Tempo de ofensiva
Uma vaga de calor abateu-se sobre o País, nada aliás de inesperado, originando um incêndio florestal de maiores dimensões e consequências bem mais trágicas do que é costume. Um bando de sujeitos de perfil ainda incerto aplicou-se a assaltar o depósito de Tancos e a apoderar-se de um diversificado conjunto de armas capaz de fazer a felicidade de qualquer grupo terrorista. Perante os dois acontecimentos a direita não perdeu tempo a pensar: apercebendo-se de que chegara uma dupla oportunidade de luxo, passou à ofensiva em várias frentes, das quais a mais óbvia é a frente mediática liderada pela frente televisiva. Quanto a esta nem há que estranhar, há anos e anos que a entrada nas redacções é condicionada e adequadamente vigiada, e não se está a falar das funções do porteiro.
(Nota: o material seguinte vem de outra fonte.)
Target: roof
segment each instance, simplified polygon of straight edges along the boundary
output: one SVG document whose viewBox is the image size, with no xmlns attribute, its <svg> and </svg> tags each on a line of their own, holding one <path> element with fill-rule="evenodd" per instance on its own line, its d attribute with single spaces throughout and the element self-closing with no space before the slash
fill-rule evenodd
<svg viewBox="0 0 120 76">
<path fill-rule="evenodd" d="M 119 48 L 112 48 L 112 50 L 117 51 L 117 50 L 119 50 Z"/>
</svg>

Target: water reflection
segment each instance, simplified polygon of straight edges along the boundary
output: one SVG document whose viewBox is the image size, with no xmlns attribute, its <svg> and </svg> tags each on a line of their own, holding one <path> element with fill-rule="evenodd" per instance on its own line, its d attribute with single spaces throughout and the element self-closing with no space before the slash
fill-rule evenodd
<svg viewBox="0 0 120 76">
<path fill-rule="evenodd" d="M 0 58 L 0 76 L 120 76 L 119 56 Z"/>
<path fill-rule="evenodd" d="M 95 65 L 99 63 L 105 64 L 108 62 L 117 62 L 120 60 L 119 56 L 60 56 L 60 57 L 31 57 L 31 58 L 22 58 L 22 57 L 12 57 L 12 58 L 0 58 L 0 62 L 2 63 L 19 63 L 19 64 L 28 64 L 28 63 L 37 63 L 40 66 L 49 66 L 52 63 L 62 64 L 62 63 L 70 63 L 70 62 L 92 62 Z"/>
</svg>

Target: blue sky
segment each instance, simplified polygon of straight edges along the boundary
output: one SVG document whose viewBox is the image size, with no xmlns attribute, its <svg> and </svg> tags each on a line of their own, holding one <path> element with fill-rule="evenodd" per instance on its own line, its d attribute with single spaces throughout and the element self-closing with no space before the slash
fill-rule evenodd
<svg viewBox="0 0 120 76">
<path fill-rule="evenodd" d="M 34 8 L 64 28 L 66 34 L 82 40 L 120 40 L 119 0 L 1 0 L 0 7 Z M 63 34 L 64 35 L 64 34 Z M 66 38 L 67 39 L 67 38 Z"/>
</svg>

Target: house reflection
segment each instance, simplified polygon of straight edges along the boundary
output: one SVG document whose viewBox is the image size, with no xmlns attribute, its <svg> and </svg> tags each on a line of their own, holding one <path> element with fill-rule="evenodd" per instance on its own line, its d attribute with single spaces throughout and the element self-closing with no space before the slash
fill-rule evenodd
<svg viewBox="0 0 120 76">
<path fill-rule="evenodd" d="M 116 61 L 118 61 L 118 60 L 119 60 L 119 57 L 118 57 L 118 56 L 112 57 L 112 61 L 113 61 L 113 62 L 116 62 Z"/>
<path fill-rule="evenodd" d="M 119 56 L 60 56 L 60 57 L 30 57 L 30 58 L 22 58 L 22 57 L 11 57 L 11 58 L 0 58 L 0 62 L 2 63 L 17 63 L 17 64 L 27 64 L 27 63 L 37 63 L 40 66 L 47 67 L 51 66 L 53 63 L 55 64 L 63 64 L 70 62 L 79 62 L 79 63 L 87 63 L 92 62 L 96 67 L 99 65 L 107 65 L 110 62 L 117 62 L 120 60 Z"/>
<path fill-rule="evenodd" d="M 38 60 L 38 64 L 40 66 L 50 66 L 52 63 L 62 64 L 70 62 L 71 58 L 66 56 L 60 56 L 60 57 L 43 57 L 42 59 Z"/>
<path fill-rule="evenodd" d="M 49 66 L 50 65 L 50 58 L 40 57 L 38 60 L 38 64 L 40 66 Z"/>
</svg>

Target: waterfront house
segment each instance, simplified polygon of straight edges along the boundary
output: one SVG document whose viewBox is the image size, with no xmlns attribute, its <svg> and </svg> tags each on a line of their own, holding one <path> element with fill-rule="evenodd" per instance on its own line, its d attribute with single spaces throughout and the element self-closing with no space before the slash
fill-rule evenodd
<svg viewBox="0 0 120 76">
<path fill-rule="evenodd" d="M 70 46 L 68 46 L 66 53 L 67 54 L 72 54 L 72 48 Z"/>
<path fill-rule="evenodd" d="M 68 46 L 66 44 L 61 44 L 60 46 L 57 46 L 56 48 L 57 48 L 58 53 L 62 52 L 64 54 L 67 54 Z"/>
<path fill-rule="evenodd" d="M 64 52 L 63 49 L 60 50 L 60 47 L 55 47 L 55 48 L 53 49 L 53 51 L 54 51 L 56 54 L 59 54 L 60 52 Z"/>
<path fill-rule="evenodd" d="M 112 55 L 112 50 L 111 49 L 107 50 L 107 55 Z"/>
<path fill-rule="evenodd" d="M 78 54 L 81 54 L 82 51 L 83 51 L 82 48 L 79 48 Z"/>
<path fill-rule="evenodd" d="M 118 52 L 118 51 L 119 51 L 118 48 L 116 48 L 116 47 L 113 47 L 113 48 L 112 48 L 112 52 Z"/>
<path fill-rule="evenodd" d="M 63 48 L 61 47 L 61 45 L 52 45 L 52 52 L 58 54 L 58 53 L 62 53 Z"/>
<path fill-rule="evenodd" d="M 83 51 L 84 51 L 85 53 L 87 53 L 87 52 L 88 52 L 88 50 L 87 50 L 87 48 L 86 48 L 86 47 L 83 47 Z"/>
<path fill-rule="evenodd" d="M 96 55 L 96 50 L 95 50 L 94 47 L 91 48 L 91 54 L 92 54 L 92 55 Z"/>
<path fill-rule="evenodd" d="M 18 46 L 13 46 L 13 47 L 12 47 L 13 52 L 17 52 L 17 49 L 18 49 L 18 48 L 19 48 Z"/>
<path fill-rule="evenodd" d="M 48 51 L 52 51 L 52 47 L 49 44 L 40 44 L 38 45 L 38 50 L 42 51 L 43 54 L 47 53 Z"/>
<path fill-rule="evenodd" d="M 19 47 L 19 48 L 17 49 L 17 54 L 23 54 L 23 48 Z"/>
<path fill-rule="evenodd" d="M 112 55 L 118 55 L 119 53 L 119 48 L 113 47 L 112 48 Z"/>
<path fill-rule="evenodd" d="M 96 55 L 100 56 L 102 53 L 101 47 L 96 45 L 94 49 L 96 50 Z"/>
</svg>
E as coisas têm vindo a desenrolar-se de tal modo que por vezes quase tem tido o travo de um acepipe, embora um pouco ácido, assistir a um telenoticiário da SIC ou da sua mana mais nova, a SIC Notícias, isto sem desfazermos no mérito e no eventual esforço de outros canais. Afinal, pode não ter sido apenas por amor ao jornalismo em geral e ao telejornalismo em especial que o dr. Balsemão decidiu um dia ter a sua própria operadora de televisão. Não é, necessariamente, que um dia tenha sido assaltado por um sonho berlusconiano de acesso ao poder por via televisiva, mas é factual que a TV não é negócio que gere grandes lucros financeiros, muito antes pelo contrário, pelo que em princípio talvez possa gerar outro tipo de dividendos. Além do prazer da sua posse e da sensação de poder que ela proporciona.
O enorme pecado
Voltemos, porém, ao que é importante: à ofensiva mediática contra o governo que está em curso a partir de dois acontecimentos graves: um incêndio pavoroso e um escandaloso roubo de armas. E, antes do mais, refiramos a culpa maior deste executivo que está a ser tão intensamente bombardeado: não é a da intensa plantação de eucaliptos que aliás tanto deve à drª. Cristas, nem a de algum provável desmazelo nas vedações em Tancos: o seu enorme pecado aos olhos do dr. Passos e sua gente é aceitar os votos dos deputados comunistas (e não só, bem se sabe) em decisivas votações parlamentares. De onde decorre um claro tempo de ofensiva. Porque o Siresp falhou dramaticamente, e nem se diz que foi contratado por um governo anterior custando os (nossos) olhos da cara, pormenores desses não interessam. Porque supostamente terão sido alguns membros do governo que andaram em Tancos a abrir brechas no arame farpado. Porque António Costa ainda não lançou a ministra Constança Urbano de Sousa às labaredas da culpabilização nem o ministro Azeredo Lopes ao fuzilamento político que seria a demissão. Entendamo-nos: relativamente a estes dois factos, o incêndio e o roubo de armas, há responsabilidades governamentais, como aliás qualquer cidadão entende e o Secretário-geral do PCP sublinhou, mas não exclusivamente deste Governo, também pelo menos do que imediatamente o precedeu. Por isso o dr. Passos, que consta que «está atónito», bem podia meter a mão na consciência. Que terá.